David Berlind over at ZDNet Blogs has picked up on my Apache/WS-Security post of a few days ago and quoted me extensively on why I think that Microsoft will play ball with Apache. Two reactions:...
David Berlind over at ZDNet Blogs has picked up on my Apache/WS-Security post of a few days ago and quoted me extensively on why I think that Microsoft will play ball with Apache. David also reiterates his contention that, where a consortium has more than one track (e.g., RAND as well as royalty free), it’s misleading for people to be able to say “We’re an X standard,” possibly giving the impression that they are royalty free when in fact they took the RAND option. David goes on to suggest a color-coded rating system that would offer a rainbow ranking of “openness.”
Two reactions: First, the idea of having greater clarity in what a given imprimatur means is a good one, particularly since the details can vary so widely. In fact, you could take it even farther than David has, because the commitments that a participant in standard setting is required to make can have a lot of trapdoors (e.g., “we pledge to license all patents that our representative knows about,” which is pretty thin gruel in the guarantee department when a big company is the member). One could imagine a “truth in standards” checklist where the organization would be encouraged to indicate which terms it did and did not include in its IPR policy.
My second reaction, though, is that anyone who has knocked around in the standards area at all knows that policies are different enough that if it’s important enough to care, you’d better go look at the policy. So whether a given standard setting organization had one IPR option or three, you’d still better find out what the rules are before you take your product to the market.
My response at the ZDNet site addresses the question from a different perspective, providing some historical context for why I think it will take the market a while to get to where David is anxious to see it go. I’ll skip the long stage-setting, but here are the conclusions I ended with:
First, and most importantly, it just takes time to teach old dogs new tricks. To some people, the kind of licensing terms open source wants seem like lunacy, because they are so different from what they grew up with. So a lot of the urgency in your comments may be understandable from the “we need this now!” perspective, but it isn’t really too realistic when many people just can’t see it yet.
So second, there’s an educational question. People have to understand it and get comfortable with it before they can support it.

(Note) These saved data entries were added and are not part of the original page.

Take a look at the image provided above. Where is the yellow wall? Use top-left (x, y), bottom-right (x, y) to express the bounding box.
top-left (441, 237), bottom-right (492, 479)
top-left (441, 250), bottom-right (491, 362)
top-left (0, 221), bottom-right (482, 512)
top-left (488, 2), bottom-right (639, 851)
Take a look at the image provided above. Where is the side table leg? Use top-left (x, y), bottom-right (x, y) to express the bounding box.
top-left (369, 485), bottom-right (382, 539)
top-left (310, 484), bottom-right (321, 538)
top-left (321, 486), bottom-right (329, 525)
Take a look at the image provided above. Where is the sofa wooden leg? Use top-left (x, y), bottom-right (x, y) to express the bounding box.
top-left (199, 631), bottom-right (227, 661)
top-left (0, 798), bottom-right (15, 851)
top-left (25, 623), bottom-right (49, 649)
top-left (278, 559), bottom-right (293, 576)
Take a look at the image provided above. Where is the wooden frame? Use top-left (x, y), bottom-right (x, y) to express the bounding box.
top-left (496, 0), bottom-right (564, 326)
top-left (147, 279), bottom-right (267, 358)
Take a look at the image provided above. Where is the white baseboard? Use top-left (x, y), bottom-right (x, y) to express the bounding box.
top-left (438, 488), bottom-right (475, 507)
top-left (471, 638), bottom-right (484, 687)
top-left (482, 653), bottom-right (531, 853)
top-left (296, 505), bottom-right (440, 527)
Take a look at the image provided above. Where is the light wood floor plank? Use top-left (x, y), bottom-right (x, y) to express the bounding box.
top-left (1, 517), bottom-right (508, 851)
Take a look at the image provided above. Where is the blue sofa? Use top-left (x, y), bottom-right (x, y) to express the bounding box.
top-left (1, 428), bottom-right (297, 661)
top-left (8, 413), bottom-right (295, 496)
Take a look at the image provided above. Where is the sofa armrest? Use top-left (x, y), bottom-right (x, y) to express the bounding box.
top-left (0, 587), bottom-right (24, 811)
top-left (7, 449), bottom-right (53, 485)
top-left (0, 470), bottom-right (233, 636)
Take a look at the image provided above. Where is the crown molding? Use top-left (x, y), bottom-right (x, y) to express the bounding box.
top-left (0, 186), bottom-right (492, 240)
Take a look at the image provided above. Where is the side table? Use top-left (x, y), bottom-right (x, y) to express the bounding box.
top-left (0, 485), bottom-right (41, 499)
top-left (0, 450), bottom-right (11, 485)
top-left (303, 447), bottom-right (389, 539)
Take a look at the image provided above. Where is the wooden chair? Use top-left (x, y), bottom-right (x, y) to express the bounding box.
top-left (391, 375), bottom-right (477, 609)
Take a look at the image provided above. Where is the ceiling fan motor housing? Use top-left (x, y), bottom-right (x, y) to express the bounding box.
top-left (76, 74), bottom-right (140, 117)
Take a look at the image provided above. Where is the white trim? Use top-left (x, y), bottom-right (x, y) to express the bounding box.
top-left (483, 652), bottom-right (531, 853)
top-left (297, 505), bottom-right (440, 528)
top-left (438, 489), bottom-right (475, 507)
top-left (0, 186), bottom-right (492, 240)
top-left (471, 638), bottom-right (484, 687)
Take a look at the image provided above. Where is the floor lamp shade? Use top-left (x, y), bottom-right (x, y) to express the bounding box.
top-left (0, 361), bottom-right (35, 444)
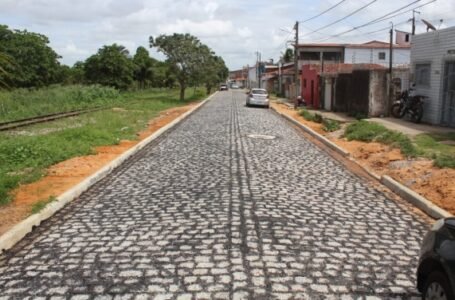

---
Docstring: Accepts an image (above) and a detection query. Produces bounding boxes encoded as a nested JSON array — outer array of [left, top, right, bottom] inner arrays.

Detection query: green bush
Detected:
[[313, 113, 323, 123], [322, 119, 341, 132], [344, 120, 417, 157], [298, 109, 315, 122], [434, 154, 455, 169]]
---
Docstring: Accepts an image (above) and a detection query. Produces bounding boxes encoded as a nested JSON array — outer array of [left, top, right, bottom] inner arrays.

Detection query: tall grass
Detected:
[[0, 85, 120, 122]]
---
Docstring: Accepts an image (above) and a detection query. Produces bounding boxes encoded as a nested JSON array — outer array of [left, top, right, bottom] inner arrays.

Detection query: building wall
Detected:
[[344, 48, 410, 65], [368, 70, 388, 117], [411, 27, 455, 125], [247, 67, 258, 89]]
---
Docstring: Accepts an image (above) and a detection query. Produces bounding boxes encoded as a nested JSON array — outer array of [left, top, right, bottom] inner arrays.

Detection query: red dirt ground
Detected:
[[0, 104, 196, 236]]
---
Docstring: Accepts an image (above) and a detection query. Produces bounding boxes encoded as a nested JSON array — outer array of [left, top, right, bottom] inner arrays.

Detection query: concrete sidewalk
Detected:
[[367, 117, 455, 137]]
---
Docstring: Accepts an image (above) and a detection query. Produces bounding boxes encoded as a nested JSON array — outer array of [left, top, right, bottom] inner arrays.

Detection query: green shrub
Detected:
[[322, 119, 341, 132], [313, 113, 323, 123], [298, 109, 315, 122], [434, 154, 455, 169]]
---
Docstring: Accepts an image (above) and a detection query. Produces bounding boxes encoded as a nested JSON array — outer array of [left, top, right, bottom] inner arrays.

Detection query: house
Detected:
[[228, 68, 248, 88], [298, 39, 411, 116], [344, 40, 410, 66], [411, 26, 455, 127]]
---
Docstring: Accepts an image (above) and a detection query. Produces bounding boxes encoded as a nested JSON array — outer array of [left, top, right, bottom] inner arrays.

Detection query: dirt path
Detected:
[[0, 103, 197, 236], [272, 102, 455, 215]]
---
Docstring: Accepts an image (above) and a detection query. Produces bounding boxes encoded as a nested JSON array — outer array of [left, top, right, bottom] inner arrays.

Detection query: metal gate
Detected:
[[442, 61, 455, 127]]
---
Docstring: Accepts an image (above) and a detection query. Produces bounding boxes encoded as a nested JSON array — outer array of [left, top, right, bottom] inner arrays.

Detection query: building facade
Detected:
[[411, 26, 455, 127]]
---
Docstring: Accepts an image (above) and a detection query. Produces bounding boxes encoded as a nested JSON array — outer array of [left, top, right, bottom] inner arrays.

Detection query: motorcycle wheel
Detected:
[[411, 103, 424, 123], [391, 103, 404, 118]]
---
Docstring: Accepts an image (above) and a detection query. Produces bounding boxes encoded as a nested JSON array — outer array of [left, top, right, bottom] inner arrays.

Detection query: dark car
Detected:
[[220, 84, 228, 91], [417, 217, 455, 300]]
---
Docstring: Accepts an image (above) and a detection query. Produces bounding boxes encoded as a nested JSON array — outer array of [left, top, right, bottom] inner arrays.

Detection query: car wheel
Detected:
[[423, 271, 454, 300]]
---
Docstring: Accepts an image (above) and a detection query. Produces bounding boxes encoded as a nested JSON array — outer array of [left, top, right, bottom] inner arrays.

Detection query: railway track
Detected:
[[0, 107, 106, 131]]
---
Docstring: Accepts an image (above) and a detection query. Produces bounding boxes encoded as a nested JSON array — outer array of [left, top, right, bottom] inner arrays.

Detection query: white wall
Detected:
[[247, 67, 257, 88], [344, 48, 410, 66], [411, 27, 455, 125]]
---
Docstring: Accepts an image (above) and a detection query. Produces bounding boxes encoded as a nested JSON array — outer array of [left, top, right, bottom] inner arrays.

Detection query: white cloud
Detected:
[[158, 19, 234, 38], [1, 0, 454, 70]]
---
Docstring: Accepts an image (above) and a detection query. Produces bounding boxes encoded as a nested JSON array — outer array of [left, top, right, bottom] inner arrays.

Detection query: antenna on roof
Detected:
[[422, 19, 436, 32]]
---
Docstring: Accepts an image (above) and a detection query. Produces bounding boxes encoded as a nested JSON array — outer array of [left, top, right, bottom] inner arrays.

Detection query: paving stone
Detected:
[[0, 91, 429, 298]]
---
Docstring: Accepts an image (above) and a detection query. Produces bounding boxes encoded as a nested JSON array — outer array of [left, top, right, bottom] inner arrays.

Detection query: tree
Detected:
[[133, 46, 155, 89], [0, 25, 62, 88], [84, 44, 135, 90], [202, 54, 228, 94], [282, 48, 294, 63], [150, 33, 209, 101], [0, 51, 14, 89]]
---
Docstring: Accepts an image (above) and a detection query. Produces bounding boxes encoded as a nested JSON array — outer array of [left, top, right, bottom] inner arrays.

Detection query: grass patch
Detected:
[[414, 133, 455, 168], [31, 196, 57, 214], [0, 87, 208, 206], [322, 119, 341, 132], [344, 120, 418, 157], [0, 85, 121, 122], [298, 109, 323, 123]]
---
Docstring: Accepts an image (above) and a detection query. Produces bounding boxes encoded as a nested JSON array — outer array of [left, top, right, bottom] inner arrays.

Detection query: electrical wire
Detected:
[[316, 0, 435, 41], [300, 0, 347, 23], [301, 0, 378, 38]]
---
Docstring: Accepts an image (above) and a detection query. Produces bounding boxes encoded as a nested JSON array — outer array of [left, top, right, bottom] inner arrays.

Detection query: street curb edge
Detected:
[[270, 106, 350, 157], [381, 175, 453, 219], [0, 92, 218, 253]]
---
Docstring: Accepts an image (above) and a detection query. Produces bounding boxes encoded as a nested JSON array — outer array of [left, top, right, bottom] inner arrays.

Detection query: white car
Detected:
[[246, 88, 269, 108]]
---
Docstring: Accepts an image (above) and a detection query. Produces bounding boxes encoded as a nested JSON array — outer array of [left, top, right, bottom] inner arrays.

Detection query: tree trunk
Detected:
[[180, 85, 186, 101]]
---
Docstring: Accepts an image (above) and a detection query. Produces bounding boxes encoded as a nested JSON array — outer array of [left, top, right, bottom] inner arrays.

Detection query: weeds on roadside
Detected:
[[322, 119, 341, 132], [31, 196, 57, 214], [344, 120, 418, 157]]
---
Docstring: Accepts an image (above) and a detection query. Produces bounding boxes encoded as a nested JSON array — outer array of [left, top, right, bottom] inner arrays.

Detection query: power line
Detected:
[[316, 0, 435, 41], [300, 0, 347, 23], [301, 0, 378, 38]]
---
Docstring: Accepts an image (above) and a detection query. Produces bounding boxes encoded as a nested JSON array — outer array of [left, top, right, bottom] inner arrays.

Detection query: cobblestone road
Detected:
[[0, 91, 430, 299]]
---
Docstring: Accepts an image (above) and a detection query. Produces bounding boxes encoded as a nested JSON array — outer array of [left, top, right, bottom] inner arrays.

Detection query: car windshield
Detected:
[[251, 89, 267, 95]]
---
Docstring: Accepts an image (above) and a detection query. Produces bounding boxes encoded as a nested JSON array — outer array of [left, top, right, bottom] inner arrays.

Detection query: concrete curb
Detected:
[[270, 106, 350, 157], [382, 175, 453, 219], [271, 104, 453, 220], [0, 92, 217, 252]]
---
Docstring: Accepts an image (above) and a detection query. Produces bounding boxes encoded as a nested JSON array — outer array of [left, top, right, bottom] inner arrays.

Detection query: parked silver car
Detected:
[[246, 88, 269, 108]]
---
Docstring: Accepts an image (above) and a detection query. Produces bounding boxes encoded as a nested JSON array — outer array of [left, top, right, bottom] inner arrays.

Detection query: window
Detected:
[[405, 34, 410, 42], [378, 52, 386, 60], [300, 52, 320, 61], [415, 63, 431, 87], [322, 52, 341, 61], [303, 79, 307, 88]]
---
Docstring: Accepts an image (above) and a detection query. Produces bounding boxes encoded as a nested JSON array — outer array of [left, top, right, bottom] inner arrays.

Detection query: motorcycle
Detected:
[[391, 89, 425, 123]]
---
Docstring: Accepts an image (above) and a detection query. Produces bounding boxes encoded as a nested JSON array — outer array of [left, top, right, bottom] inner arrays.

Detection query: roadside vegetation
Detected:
[[0, 85, 120, 122], [299, 109, 340, 132], [298, 108, 455, 168], [0, 88, 207, 206]]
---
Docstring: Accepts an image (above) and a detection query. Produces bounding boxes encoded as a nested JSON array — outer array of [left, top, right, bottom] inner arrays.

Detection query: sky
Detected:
[[1, 0, 454, 70]]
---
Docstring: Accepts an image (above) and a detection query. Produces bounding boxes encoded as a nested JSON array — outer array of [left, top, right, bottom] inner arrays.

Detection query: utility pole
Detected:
[[389, 23, 393, 75], [411, 10, 420, 35], [388, 23, 394, 116], [294, 21, 299, 98], [259, 52, 262, 88]]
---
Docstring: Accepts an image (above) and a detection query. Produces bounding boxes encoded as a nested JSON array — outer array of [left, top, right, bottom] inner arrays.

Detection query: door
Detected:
[[442, 62, 455, 127]]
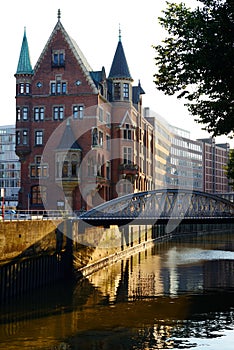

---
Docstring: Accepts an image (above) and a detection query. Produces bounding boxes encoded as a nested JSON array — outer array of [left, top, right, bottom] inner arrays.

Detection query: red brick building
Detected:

Third, there’s that convergence thing. Your idea about labeling “how open” a standard is may seem obvious, but bear in mind that until recently standards people lived in stovepipes. People who needed to know which organizations put out standards of multiple flavors did know, and they didn’t need labels.
Which takes me to my fourth and final point: The reason that people are talking about standards today is because the damn things actually work now. When I started working with consortia 18 years ago, standards were something that lots of people talked about, and nobody really believed in. Today, with the Internet and the Web, standards are things that *have* to work in order for us to do anything at all. So people have no choice but to believe in them and make them work. They even get advertised to boost the appeal of consumer products now(like WiFi and Bluetooth enabled devices).
So today, standards are more strategic than ever, and more important than ever. So guess what? People are going to start hyping and exaggerating them just like they do about every technical aspect of a product. One might say it’s an indication that standards have finally “made it.”